As the M.E. probes deeper into the case, and her conflict with the politician escalates, I weave in the second tale, unfolding between the years 1798 to 1820, and telling the story of the people who would become those old bones.This second story, complex in its own right, explores the (imagined) impact of New York state's thirty-year gradual Emancipation Act upon my characters. This section is written in third person omniscient.
Thus I have two independent but related stories whose climaxes must coincide!

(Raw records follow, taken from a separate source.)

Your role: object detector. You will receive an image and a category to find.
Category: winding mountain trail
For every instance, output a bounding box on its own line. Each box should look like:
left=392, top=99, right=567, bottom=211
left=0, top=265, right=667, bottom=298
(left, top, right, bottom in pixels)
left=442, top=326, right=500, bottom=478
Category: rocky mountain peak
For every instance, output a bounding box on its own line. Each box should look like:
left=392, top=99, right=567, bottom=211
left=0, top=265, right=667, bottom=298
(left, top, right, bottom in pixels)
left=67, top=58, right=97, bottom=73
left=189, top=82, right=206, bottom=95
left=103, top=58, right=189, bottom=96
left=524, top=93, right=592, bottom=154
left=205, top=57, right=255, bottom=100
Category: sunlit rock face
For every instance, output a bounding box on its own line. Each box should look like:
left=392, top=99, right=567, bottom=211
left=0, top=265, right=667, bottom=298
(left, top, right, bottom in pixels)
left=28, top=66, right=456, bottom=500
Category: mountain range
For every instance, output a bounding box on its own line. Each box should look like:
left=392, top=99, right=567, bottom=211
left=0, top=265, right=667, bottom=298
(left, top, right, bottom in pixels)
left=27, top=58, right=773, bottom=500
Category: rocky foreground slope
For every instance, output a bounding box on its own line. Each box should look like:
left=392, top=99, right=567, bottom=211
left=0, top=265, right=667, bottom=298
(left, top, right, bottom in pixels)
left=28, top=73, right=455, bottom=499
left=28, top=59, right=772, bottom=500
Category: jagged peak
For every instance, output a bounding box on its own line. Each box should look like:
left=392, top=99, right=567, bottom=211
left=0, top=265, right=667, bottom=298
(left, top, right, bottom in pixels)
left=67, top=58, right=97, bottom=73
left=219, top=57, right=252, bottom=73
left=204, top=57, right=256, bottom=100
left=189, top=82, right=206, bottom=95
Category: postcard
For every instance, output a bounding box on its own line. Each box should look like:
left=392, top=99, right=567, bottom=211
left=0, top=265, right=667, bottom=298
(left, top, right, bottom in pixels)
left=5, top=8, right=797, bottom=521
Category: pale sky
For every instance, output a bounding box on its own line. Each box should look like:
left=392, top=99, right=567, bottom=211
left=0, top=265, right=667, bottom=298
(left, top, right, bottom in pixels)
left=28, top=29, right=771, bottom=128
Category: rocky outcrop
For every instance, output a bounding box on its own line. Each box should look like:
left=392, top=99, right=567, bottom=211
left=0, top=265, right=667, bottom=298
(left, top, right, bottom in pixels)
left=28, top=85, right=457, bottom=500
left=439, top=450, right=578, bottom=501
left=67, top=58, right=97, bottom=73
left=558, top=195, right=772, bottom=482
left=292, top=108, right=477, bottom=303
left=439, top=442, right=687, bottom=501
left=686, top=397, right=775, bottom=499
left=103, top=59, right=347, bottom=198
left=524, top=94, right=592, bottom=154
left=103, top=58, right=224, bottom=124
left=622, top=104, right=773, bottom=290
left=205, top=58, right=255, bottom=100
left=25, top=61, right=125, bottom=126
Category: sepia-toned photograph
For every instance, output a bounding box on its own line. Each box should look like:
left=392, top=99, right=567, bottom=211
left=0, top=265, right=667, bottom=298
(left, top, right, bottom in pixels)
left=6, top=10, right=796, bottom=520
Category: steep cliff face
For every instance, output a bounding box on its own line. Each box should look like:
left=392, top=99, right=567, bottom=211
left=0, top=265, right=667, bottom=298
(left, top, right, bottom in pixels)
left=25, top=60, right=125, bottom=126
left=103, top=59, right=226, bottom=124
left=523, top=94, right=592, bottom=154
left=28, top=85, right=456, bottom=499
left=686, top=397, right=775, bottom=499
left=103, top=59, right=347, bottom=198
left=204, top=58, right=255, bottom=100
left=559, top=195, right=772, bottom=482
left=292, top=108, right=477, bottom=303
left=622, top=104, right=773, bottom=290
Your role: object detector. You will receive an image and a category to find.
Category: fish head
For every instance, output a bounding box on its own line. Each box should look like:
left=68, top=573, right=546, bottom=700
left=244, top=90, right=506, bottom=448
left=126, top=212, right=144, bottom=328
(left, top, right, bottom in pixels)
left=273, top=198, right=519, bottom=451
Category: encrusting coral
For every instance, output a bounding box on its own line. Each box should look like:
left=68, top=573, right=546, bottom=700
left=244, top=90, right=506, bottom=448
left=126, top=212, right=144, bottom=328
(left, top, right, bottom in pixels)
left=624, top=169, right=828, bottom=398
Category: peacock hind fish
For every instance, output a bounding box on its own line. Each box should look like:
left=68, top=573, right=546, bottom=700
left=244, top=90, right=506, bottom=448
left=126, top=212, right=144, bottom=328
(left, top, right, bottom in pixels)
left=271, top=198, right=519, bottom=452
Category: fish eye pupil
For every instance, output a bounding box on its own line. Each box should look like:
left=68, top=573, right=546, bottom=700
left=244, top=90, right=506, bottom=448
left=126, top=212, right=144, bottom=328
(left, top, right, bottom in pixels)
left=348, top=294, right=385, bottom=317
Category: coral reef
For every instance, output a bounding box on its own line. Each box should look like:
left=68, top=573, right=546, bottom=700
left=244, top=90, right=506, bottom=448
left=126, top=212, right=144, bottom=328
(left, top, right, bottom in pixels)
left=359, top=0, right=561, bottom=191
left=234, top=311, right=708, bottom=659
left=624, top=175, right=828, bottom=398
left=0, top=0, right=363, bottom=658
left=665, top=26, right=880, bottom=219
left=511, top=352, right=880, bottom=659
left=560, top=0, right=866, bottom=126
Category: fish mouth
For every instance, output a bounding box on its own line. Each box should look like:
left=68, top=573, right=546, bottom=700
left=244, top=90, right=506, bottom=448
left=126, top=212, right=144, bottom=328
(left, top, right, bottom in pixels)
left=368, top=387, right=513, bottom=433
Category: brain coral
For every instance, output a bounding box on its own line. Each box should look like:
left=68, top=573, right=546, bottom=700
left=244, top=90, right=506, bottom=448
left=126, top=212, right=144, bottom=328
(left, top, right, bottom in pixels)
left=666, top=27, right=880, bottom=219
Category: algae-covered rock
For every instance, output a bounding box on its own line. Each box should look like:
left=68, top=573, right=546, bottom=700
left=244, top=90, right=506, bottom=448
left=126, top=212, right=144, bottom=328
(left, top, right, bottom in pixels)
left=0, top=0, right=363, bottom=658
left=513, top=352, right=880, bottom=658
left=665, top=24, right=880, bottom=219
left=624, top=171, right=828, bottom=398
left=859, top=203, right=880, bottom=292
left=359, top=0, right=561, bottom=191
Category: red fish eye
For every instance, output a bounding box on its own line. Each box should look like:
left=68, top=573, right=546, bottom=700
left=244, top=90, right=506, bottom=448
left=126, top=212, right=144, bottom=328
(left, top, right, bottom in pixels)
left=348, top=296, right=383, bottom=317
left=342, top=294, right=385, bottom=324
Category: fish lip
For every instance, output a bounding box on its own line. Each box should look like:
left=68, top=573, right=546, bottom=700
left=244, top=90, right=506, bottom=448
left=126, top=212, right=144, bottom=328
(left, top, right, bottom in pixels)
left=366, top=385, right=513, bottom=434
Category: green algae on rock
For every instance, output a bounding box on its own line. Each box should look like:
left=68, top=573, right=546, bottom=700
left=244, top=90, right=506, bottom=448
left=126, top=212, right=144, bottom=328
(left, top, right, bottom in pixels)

Actually, this little exercise of trying to explain my novel's structure has done me a lot of good. I just figured out how to solve the plausibility problem! I have to up the stakes for the politician--have him run for president, not US Senate--to make his actions meaningful. Eureka!
Thanks a heartfelt bunch!
SusanR
Ken Schneider
11-26-2005, 01:30 AM
A little positive reinforcement from the troops always helps, Susan. I know you can push through. Go get um'.
Vomaxx
11-26-2005, 02:35 AM
I feel a bit overwhelmed, lost in this jungle of my own creation.
I think it's important to keep in mind that no reader is going to follow a book as carefully as did the author. If the author finds he is confused or bewildered by what is going on, I think the reader will be hopelessly lost and put the book down.
I hope my readers--if I ever have any--will be attentive, but I try to keep things simple.
emeraldcite
11-26-2005, 05:06 AM
I'm just hitting the middle of one of my WIPs and I'm slowing down. It's like when you're eating and eating, and finally it hits you. You feel full.
That's how it feels with this WIP. Sometimes, I just don't want to screw it up. I feel I've done so well in the beginning that it's hard to continue.